Beauté. Parce que son dépouillement n’en est pas pour autant insignifiant. Bien au contraire, c’est toute la tendresse de Dieu et son Amour miséricordieux qui y est mystérieusement caché… Comme un graine enfouie dans la terre et que l’on ne voit pas…
Grandeur. Parce que le geste même d’entrée en carême par la « signiation » avec les cendres sur notre front, nous dit déjà tout le mystère de Pâques dans notre vie ! D’ailleurs, il n’y a que cela comme geste qui différencie du temps ordinaire… Comme quoi, on passe d’un temps liturgique à un autre, sans presque sans rendre compte. C’est quelque chose qui se joue «le secret», dans «l’intériorité», dans cette recherche permanente du «caché».
Alors essayons de découvrir ce qui se passe à l’intérieur, passons la porte pour y être initié…
Il y a d’abord un geste….
Geste barbant et monotone pour certains, friands de sensations fortes…
Geste au combien dépouillé, mais au combien signifiant pour celui qui veut le comprendre…
Faire un signe de croix sur le front…
Un signe de croix sur le front…. D’ailleurs pourquoi le front ? Peut-être que tu ne t’en souviens pas et que le souvenir est trop loin.
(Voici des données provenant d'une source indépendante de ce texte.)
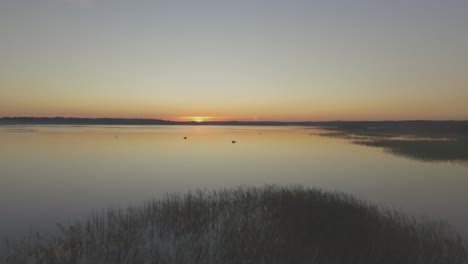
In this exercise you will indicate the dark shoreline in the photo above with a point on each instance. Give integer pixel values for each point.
(271, 224)
(132, 121)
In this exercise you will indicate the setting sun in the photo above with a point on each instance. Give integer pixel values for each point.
(198, 118)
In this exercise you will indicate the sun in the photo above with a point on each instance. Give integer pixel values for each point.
(198, 119)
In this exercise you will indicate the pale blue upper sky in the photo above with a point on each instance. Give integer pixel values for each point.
(256, 59)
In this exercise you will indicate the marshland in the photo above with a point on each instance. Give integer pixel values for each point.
(65, 190)
(246, 225)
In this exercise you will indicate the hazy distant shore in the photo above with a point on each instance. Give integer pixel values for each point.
(132, 121)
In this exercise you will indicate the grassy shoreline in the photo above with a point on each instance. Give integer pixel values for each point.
(270, 224)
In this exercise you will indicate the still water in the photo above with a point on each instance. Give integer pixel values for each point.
(60, 174)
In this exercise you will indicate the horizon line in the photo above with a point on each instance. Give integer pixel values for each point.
(224, 121)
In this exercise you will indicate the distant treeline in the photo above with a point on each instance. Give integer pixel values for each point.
(412, 124)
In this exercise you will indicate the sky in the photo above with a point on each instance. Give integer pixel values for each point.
(235, 60)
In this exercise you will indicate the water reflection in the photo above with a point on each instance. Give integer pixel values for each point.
(423, 141)
(62, 173)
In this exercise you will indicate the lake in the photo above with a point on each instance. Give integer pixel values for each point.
(60, 174)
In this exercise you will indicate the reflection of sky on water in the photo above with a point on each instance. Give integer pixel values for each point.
(60, 173)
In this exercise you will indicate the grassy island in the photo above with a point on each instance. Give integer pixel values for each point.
(247, 225)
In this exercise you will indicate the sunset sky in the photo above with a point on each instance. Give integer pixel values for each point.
(240, 59)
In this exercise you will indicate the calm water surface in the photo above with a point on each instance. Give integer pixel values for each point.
(51, 174)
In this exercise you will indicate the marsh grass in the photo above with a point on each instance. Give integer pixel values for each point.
(246, 225)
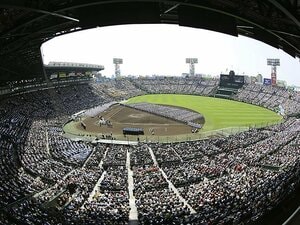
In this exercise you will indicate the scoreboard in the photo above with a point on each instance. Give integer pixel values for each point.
(232, 80)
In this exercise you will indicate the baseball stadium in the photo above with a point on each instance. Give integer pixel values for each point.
(80, 148)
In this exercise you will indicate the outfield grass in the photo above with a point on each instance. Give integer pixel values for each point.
(218, 113)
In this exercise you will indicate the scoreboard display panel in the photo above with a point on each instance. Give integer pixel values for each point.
(232, 81)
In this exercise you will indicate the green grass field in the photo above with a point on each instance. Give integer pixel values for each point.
(218, 113)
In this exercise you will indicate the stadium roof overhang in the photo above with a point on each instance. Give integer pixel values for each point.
(26, 24)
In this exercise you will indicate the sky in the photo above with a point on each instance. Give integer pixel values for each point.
(162, 49)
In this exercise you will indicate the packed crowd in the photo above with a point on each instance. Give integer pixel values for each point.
(49, 179)
(175, 85)
(271, 97)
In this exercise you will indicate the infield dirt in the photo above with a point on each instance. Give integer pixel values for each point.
(123, 117)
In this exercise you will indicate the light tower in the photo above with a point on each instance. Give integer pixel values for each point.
(192, 62)
(117, 62)
(273, 63)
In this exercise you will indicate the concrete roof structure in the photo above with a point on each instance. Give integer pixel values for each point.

C’est par ce même geste que ta vie de croyant dans la communauté chrétienne a commencé. C’est par ce geste que la relation profonde avec Dieu a commencé pour toi : c’est par un signe de croix sur le front que l’on commence la liturgie baptismale, geste des commencements et geste d’accueil. Le prêtre, les parents, parrains et marraines vont poser ce même geste sur celui qui va être baptisé. Ainsi la démarche d’introduction du carême te replonge directement à la source, au commencement. C’est un geste qui fait le lien entre ta vie d’aujourd’hui, et ce qui s’est passé au début. C’est en quelque sorte retrouver tes racines les plus profondes. Racines de communion avec les autres croyants. Mais également racines de communion avec Dieu le Père. Ainsi le carême t’invite dès le début à retrouver tes racines les plus profondes, à plonger aux sources même de ta vie humaine et spirituelle.
… Avec de la cendre…
Là aussi, pourquoi de la cendre ? Un simple signe de croix sur le front ne suffit pas ? Pourquoi y adjoindre cette matière qui salit ?
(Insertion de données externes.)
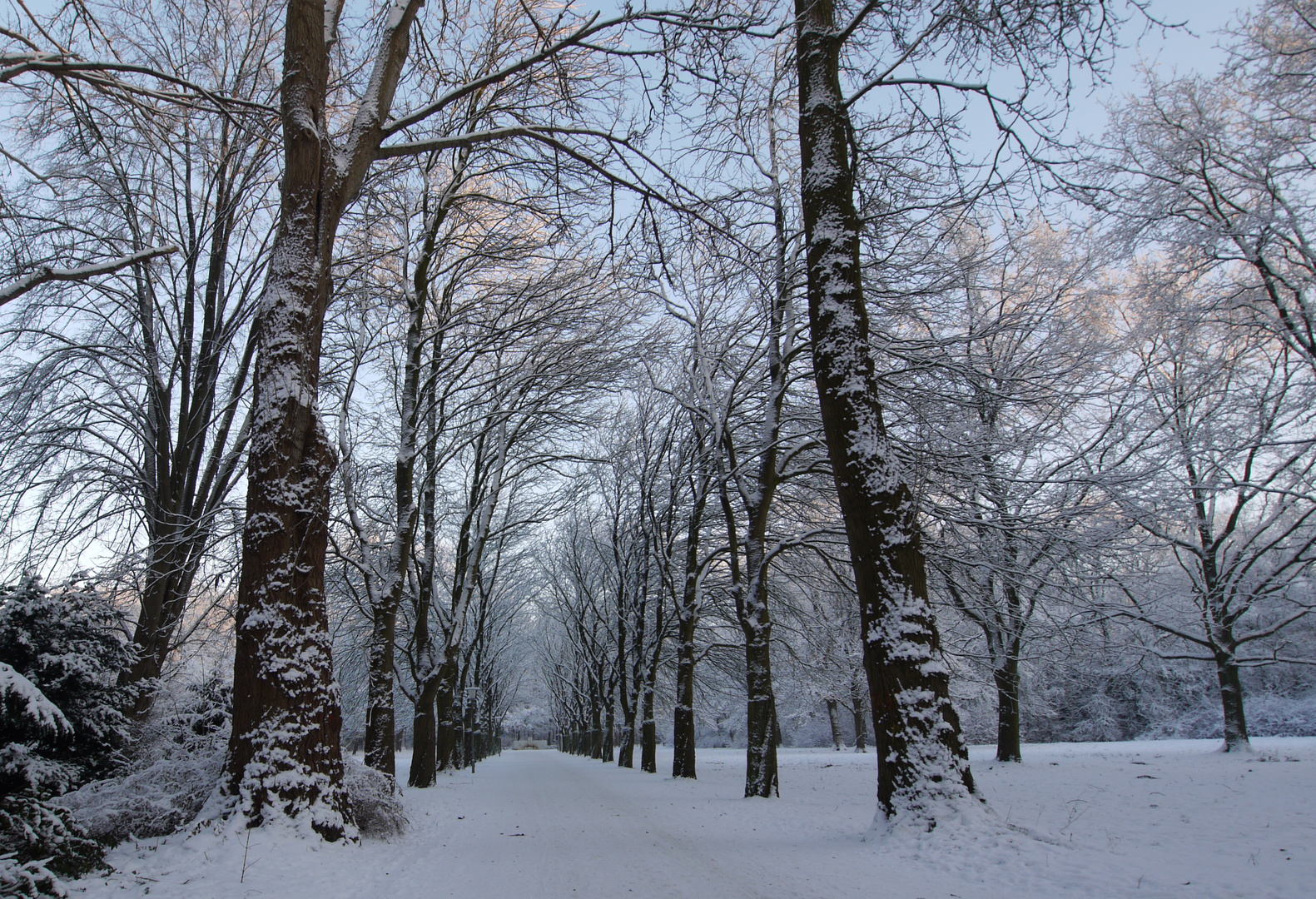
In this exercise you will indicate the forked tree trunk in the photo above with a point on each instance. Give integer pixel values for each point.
(285, 760)
(923, 761)
(1232, 701)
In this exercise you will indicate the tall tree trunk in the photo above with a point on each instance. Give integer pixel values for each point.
(1008, 736)
(923, 761)
(648, 731)
(285, 758)
(688, 622)
(1232, 701)
(858, 707)
(833, 716)
(424, 767)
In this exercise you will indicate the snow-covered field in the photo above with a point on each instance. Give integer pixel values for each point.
(1102, 820)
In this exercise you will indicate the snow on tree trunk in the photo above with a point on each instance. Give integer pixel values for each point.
(858, 708)
(1008, 736)
(1232, 701)
(285, 760)
(923, 762)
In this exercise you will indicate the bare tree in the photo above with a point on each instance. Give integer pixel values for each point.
(132, 391)
(1220, 434)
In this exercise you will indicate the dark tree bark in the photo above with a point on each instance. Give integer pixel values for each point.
(1008, 735)
(688, 622)
(921, 754)
(860, 710)
(833, 716)
(285, 756)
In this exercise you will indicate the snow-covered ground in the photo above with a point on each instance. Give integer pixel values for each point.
(1102, 820)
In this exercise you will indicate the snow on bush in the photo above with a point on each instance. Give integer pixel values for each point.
(375, 801)
(178, 765)
(27, 880)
La cendre est déjà un élément biblique qui rappelle le sens même de la conversion. Se rouler dans la cendre lorsqu’on se rend compte du mal que l’on a pu faire, tel était le geste des prophètes de l’Ancien Testament lorsqu’ils voulaient changer de vie.
La cendre dans la Bible n’avait pas une dimension culpabilisatrice. Encore moins un sentiment d’angoisse et de peur. Bien au contraire se recouvrir de cendres était le signe de la confession de foi en la miséricorde de Dieu. Les prophètes et les rois de l’Ancien Testament ont, à ce moment là, exprimé de sublimes prières pour confesser la miséricorde et l’amour de Dieu.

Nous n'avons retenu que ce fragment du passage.